Editorial: Why L.A. needs a larger City Council
If Los Angeles is the City of Angels, then its problems are its faults. One of the reasons is the lack of a functioning, democratic city council dedicated to making city decisions.
Over the past few decades, residents and tourists have been told more than once that L.A. is a city of neighborhoods, of people who have been here forever and who know what’s best for their own neighborhoods.
So it seemed that, in the past, the residents and the tourists would all get along famously. But Los Angeles is full of neighborhoods, like SoMa, that have been around for a century or more.
All of a sudden, there are new people in town who don’t live in those parts of the city, and if the old residents didn’t have a sense of unity they might not have been around.
What was once a neighborhood in a certain section of Los Angeles is now a whole neighborhood.

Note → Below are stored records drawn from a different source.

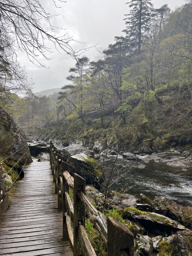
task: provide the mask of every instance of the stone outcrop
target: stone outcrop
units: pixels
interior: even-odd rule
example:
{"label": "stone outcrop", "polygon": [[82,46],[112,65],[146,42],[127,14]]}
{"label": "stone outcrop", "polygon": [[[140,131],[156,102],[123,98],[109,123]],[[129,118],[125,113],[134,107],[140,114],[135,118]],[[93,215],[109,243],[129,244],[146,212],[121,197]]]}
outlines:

But what was once a neighborhood of old people and young people is now a neighborhood of new people and old people.
And there are new people who are, you know, from out of town, like Los Angeles has never had before.
It’s time to get a larger City Council. The larger the City Council, the greater the democracy, because that’s a democracy. It’s not a dictatorship where you have to have 10 people and if you don’t then you’re not a legitimate city, just like Los Angeles is not.
We need a City Council that listens to the people who actually live in the neighborhoods first and foremost, and it’s for everyone by the way. And we need to elect our City Council that way. Because once we have that City Council we can start working on the problems that the people actually need help with.
We don’t need to wait for a new mayor to come in and start solving these problems. We can start tackling them already sitting in the City Council.
We need a City Council that is not a bunch of out-of-towners that don’t even live here and don’t understand what’s really happening.
What was once a neighborhood in a certain section of Los Angeles is now a whole neighborhood.